B. There is no change to current liabilities. Cash is used to pay for the called bonds. That reduces current assets. Those bonds, a long-term liability, are no longer on the books, so the long-term liabilities decrease. Because the company had to pay $5,150,000 to eliminate $5 million in debt, the net worth drops by that extra $150,000.

What are footnotes?

Found at the bottom of your statement and can be several pages long... (ex. potential litigation for patent infringement, other legal actions, accounting methods used, and off-book debt)

Which of the following acts requires publicly traded corporations to issue annual reports?

Securities Exchange Act of 1934

KPT, Inc., is preparing to report its net income for the past year. An increase in which of the following causes a decrease in the reported net income? Tax rate Cash dividend Interest charged on bank loans

Tax rate & interest charge on bank loans Higher taxes mean less net income. Interest charged on loans is an expense item; increasing it lowers operating income. Dividends are paid out of retained earnings and have no effect on the net income the company reports.

The _______________ reports what resources (assets) a company owns and how it has funded them. How the firm has financed the assets is revealed by the ________________________—for example, long-term debt and owners' equity (preferred stock, common stock, and retained earnings). (capital structure, balance sheet)

balance sheet capital structure

How do you find a company's working capital?

current assets - current liabilities

Dividends receive on investments held by a corporation are part of cash flow from which activities?

operating **Even though one would think this would be part of investing activities, the accounting industry puts them into operating activities.

What are the three components of cash flow?

operating activities investing activities financing activities

What do assets - liabilities equal?

owner's equity

What are some instances in which an 8-K needs to be filed with the SEC?

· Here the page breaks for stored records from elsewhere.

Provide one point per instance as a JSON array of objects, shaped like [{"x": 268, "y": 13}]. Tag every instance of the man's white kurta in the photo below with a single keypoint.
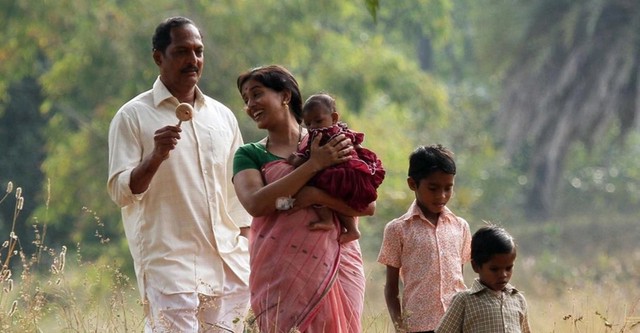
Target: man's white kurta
[{"x": 185, "y": 227}]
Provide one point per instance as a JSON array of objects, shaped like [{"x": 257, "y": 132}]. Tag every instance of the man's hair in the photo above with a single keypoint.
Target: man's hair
[
  {"x": 426, "y": 160},
  {"x": 162, "y": 36},
  {"x": 489, "y": 241}
]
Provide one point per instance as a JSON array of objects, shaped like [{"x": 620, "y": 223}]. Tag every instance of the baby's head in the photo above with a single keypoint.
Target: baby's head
[
  {"x": 320, "y": 111},
  {"x": 493, "y": 253}
]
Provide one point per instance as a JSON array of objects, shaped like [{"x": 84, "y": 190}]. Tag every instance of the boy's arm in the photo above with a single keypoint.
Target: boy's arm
[
  {"x": 453, "y": 319},
  {"x": 392, "y": 298}
]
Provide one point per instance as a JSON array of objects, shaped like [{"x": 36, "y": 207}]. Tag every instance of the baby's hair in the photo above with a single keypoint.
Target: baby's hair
[
  {"x": 489, "y": 241},
  {"x": 321, "y": 99},
  {"x": 426, "y": 160}
]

Change in management, name change, mergers/acquisitions, bankruptcy, major new product intro, sale of a product line, when a director resigns over a disagreement **Within 4 business days of this event for domestic issuers**

(T/F) Under current accounting practice, deferred tax credits are treated as a liability.

True.

Which items change when a company pays a cash dividend? Working capital Total assets Total liabilities Shareholders' equity

total assets & total liabilities From an accounting standpoint, once a corporation declares a cash dividend, it becomes a current liability on the company's balance sheet. When that dividend is paid, cash—a current asset—is decreased by the amount of the dividend. Payment of the dividend removes it from the balance sheet as a current liability. Therefore, there is no change to the company's working capital (current assets minus current liabilities) because they are both reduced by the same amount. The total assets (of which cash is one) and the total liabilities (of which the dividend payable is one) both decrease. Because assets and liabilities are changed by an identical amount, there is no change to shareholders' equity (net worth).

Which is taxed twice? Interest on debt payments or dividends?

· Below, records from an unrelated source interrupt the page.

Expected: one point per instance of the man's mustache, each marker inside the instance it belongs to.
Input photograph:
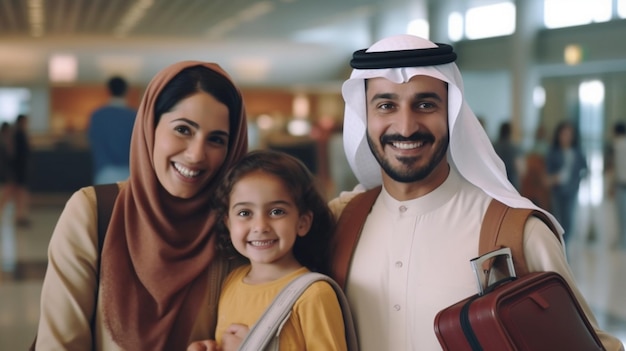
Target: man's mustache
(415, 137)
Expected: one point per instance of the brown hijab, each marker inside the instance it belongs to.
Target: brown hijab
(158, 247)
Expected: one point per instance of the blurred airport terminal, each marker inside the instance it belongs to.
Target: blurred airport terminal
(531, 63)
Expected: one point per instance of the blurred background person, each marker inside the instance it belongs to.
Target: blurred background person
(109, 132)
(6, 152)
(618, 184)
(566, 166)
(510, 154)
(341, 174)
(17, 153)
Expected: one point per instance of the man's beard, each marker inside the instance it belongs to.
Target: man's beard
(409, 174)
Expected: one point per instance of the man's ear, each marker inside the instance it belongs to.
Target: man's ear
(304, 223)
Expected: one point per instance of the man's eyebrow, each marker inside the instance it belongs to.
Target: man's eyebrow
(384, 96)
(418, 96)
(428, 95)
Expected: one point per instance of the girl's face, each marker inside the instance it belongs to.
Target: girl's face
(264, 221)
(191, 144)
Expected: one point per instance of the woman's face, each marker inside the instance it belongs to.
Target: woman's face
(191, 144)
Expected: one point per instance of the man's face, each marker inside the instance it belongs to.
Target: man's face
(407, 126)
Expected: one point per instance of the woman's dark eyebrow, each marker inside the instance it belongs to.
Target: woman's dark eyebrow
(188, 121)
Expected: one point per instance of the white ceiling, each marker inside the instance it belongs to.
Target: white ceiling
(282, 43)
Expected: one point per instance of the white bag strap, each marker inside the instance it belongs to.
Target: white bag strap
(267, 329)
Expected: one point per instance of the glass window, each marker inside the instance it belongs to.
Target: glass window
(567, 13)
(13, 101)
(455, 26)
(621, 8)
(490, 20)
(419, 27)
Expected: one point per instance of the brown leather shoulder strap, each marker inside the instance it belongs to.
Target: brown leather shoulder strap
(503, 226)
(347, 233)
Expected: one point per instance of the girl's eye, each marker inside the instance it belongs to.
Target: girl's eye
(385, 106)
(243, 213)
(182, 129)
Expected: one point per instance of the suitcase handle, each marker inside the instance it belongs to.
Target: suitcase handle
(488, 269)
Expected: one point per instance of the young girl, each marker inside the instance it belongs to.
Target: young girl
(275, 217)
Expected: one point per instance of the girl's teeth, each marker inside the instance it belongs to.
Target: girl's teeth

Dividends Interest payments reduce a corporation's taxable income, whereas dividend payments to stockholders are paid from after-tax dollars. Because they are taxable as income to stockholders, dividends are taxed twice, whereas interest payments are taxed once as income to the recipient.

Which items would change if a company declared a cash dividend? Working capital Total assets Total liabilities Shareholders' equity

working capital, total liabilities, equity The key word is declared. Liabilities increase when a dividend is declared, and total assets decrease when it is paid. A declared dividend (but not yet paid) would increase current liabilities (and would therefore decrease working capital). It would increase total liabilities (this is a pending obligation) and reduce shareholders' equity because retained earnings would be decreased by the dividend. Total assets would not be affected until the dividend is actually paid.